HST-277 - Modern Middle Eastern History (Stein)
A history of the Middle East in the nineteenth and twentieth centuries.  Topics covered include attempts at reform in the Ottoman Empire and Iran, the impact of developing nationalisms and European imperialism, the impact of World War I and World War II, the emergence of new states, and the Arab/Israeli conflict. 

HST-291 - Colonial Latin America & the Caribbean (Ouellette)
Colonial Latin American History begins with the study of Original Empires and concludes with the movements of Independence from Portugal and Spain.  Course materials introduce students to major themes emerging from Spanish and Portuguese Colonialism in Latin America and the Caribbean, and encourage students to reflect upon the interplay of systems of power with human experience. Topical areas of study include racial and caste systems, sex and gender, religion and spiritual beliefs, slavery and coerced labor, and rebellion and revolution.  
Meets Department pre-Modern Requirement

HST-293, 294 - Modern Latin America & the Caribbean (Ouellette)
This course presents a broad, chronological study of the region known as Latin America and the Caribbean from the nineteenth century to the present day. We will investigate some of the profound transformations and accomplishments throughout the Americas beginning with Independence, and reflect on some of the challenges that Latin America currently faces.  This course analyzes patterns of continuity and change around the region, including revolutions, social transformations, and economic growth and decline.  Course materials encourage reflection on the interplay of economics and politics with race, gender, and ethnicity throughout the region. 

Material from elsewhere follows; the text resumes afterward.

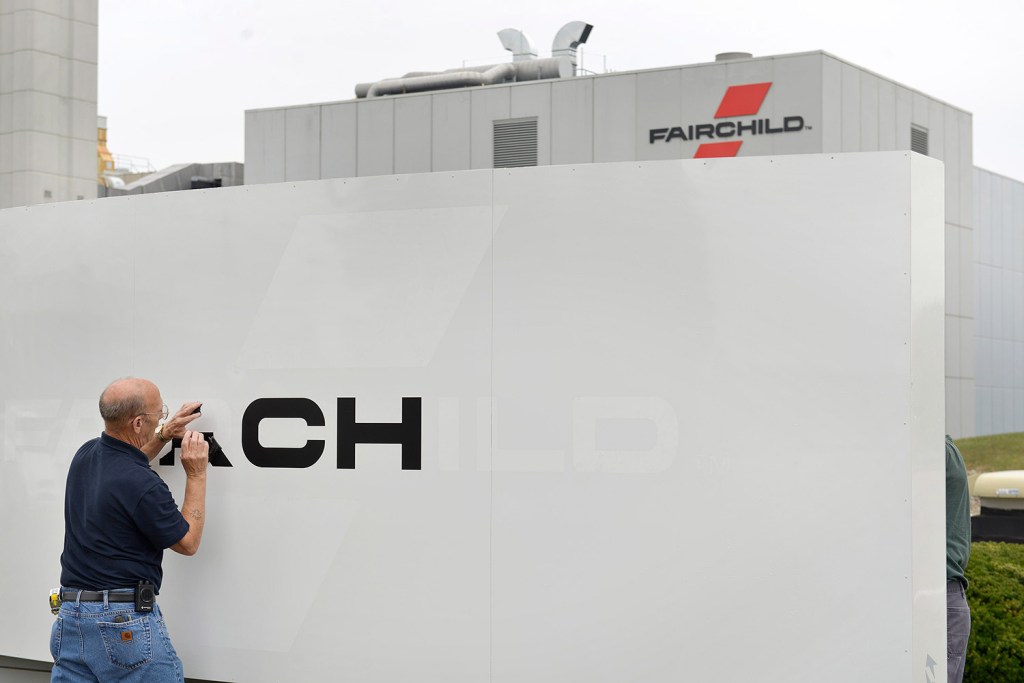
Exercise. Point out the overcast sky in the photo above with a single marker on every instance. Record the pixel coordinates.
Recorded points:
(175, 78)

HST 295 Revolutions in the Middle East (Stein)
“Down with the ruler! Power to the people!” Throughout the twentieth century these calls echoed across the Middle East as Iran, the Ottoman Empire, and Egypt experienced revolutions that sought to remove repressive governments and led to great political, cultural, and social change. While all these revolutionary movements called for greater democracy and often produced constitutional governments, most ended with autocratic rulers who were possibly worse than the kings they overthrew. This course will investigate the history of revolutions in the Middle East, focusing on Iran's 1905 Constitutional Revolution, the Young Turk Revolution of 1908, Egypt's anti-British revolution of 1919 and Nasser's anti-monarch 1952 revolution there, and the 1979 Iranian Revolution which led to the rise of the Islamic Republic. 

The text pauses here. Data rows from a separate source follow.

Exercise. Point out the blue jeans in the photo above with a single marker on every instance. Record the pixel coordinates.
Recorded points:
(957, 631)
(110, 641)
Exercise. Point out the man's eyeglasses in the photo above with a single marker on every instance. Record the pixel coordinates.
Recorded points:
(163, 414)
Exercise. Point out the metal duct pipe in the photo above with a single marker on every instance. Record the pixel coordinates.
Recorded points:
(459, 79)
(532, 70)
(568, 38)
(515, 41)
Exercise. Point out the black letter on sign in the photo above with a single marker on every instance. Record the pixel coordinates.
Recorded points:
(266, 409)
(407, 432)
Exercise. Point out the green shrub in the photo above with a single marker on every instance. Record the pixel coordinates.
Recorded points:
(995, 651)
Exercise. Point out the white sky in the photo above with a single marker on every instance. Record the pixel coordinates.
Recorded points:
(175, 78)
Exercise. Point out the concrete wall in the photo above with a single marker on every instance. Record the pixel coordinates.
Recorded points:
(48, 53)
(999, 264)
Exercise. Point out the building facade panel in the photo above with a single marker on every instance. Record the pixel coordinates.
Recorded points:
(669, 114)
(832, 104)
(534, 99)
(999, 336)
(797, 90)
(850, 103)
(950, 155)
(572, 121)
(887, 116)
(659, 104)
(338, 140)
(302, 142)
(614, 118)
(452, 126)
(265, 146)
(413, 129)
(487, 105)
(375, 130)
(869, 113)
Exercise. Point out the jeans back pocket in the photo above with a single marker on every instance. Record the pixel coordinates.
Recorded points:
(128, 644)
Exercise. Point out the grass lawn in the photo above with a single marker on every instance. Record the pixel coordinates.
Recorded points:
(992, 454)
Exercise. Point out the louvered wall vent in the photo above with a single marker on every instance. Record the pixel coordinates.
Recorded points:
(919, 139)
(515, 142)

HST 297 Palestine Before Israel (Stein)
Palestine witnessed many transformations in the half century before the 1948 independence declaration of the State of Israel: a constitutional revolution, a World War, transfer from Ottoman to British imperial rule, waves of settlement, and the emergence of two competing nationalist projects. In this course we will examine these many transformations, investigating topics from the policies of empires to the lived experience of Christians, Jews, and Muslims in a land that all viewed as “holy.”